I think it's important to point out that some people... don't seem to share the same ground-assumptions, and it's forming a rather sharp divide in modern US politics.
There's a model for analyzing "how could you think that" disagreements which I've found useful, from a (leftist) video essay:
> See, when you talk to our conservative friend, you operate as though you have the same base assumptions [...]
> Since we live with both of these frameworks [democratic egalitarianism, capitalist competitive sorting] in our minds, and most of the things we do in our day-to-day lives can be justified by either one, we don't often notice the contradiction between them, and it's easy to imagine whichever one tends to be our default is everyone else's default as well. [...]
> Your conservative friend thinks you're naive for thinking the system even can be changed, and his is the charitable interpretation [...] Many conservatives assume liberals [...] know The Hierarchy is eternal, that there will always be people at the top and people at the bottom, so any claim towards making things equal must be a Trojan-horse for something that benefits them. [...]
I haven't had the time to read this series yet but I can recommend for example his articles about the industrial revolution, making of iron and steel or sieges in the Lord of the Rings compares to read world tactics.
He has a knack for analyzing society from a systems level perspective and going into the right amount of depth for somebody who wants to understand the principles without having any background in history.
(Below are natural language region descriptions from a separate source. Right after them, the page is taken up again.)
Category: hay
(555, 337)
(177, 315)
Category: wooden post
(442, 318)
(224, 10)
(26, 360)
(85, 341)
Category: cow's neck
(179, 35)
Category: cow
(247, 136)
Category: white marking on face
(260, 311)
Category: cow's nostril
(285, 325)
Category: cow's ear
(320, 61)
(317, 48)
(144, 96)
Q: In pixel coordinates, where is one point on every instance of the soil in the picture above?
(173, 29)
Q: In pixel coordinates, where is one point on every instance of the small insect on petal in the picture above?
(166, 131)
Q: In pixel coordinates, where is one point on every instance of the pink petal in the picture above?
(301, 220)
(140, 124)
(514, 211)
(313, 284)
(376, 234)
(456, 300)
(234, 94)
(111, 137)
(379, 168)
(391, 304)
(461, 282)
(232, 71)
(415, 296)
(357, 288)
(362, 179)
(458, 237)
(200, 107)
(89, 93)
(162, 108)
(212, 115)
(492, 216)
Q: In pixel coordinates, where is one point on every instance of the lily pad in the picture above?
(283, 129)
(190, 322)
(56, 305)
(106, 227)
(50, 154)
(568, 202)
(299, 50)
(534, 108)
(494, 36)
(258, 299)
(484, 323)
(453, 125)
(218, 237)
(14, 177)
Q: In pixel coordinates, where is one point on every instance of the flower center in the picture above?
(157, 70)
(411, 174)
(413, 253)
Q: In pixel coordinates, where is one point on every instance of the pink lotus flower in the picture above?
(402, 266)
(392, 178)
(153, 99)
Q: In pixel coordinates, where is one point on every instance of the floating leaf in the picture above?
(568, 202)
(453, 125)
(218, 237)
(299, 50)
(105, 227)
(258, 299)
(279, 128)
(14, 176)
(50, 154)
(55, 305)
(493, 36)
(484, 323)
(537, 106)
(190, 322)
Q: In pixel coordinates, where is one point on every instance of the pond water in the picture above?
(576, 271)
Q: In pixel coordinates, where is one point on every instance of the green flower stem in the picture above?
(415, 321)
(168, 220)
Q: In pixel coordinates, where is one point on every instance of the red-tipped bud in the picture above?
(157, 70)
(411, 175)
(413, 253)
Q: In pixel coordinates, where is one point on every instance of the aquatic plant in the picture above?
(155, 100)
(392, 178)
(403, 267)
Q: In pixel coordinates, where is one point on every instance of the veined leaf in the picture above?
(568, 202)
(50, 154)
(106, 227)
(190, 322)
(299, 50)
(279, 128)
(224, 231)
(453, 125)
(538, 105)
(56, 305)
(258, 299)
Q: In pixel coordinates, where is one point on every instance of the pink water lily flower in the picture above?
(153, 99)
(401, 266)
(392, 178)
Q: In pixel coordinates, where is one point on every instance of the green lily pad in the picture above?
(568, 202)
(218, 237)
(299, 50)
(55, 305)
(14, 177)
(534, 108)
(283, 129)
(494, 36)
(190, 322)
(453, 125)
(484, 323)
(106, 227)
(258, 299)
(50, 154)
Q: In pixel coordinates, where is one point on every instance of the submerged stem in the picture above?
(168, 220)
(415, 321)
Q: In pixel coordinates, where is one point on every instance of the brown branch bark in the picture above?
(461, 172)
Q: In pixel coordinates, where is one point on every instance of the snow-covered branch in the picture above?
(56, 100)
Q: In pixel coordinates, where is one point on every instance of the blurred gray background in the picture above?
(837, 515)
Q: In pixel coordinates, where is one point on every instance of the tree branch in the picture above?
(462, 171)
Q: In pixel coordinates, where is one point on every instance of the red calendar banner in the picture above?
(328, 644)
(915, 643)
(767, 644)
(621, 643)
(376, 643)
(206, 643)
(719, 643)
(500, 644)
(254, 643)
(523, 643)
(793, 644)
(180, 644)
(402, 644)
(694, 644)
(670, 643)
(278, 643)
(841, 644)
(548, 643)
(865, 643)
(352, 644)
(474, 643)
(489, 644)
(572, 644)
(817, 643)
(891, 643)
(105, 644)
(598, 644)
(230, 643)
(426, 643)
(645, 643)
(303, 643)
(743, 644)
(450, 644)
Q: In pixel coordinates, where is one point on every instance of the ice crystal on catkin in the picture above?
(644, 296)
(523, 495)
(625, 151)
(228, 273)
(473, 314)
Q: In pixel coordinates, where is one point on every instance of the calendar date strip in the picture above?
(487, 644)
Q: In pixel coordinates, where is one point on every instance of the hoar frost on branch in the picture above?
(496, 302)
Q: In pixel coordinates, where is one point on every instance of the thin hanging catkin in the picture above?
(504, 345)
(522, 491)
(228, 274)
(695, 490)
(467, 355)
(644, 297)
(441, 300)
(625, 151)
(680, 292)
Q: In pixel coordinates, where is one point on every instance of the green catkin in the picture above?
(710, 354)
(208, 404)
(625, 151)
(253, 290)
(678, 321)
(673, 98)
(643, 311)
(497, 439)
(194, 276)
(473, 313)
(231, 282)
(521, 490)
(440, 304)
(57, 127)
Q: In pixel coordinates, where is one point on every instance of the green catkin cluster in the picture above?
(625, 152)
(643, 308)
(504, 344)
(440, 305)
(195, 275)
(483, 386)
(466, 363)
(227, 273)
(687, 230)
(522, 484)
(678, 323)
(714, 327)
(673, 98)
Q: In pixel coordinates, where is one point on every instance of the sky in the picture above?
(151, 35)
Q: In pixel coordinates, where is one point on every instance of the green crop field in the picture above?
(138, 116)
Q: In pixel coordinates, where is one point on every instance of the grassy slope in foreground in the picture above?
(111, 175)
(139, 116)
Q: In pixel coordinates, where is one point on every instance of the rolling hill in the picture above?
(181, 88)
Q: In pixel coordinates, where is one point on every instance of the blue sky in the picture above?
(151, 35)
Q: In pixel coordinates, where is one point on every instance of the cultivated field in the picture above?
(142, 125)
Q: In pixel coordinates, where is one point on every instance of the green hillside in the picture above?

10/10 couldn't recommend more.
I believe the Sparta series is the most popular, but I really enjoyed the one on iron.
_his_ blog. It’s all written by one man. But I agree that it’s a remarkable blog, so fascinating and freely given.
While I’m in grumpy-old-man-shakes-fist-at-newfangled-grammar mode, I can _almost_ accept that people writing in the “historical present” is unavoidable these days since TV historians have made it so trendy, but it’s especially jarring when he changes tense in the middle of a sentence (emphasis mine):
> These settlers _were_ remarkably well compensated, because part of what the Hellenistic kings _are_ trying to do is…
(Btw he's not a tenured professor, much to his chagrin, he's an adjunct professor. This is exactly why he wrote A LOT about broken academia system too.)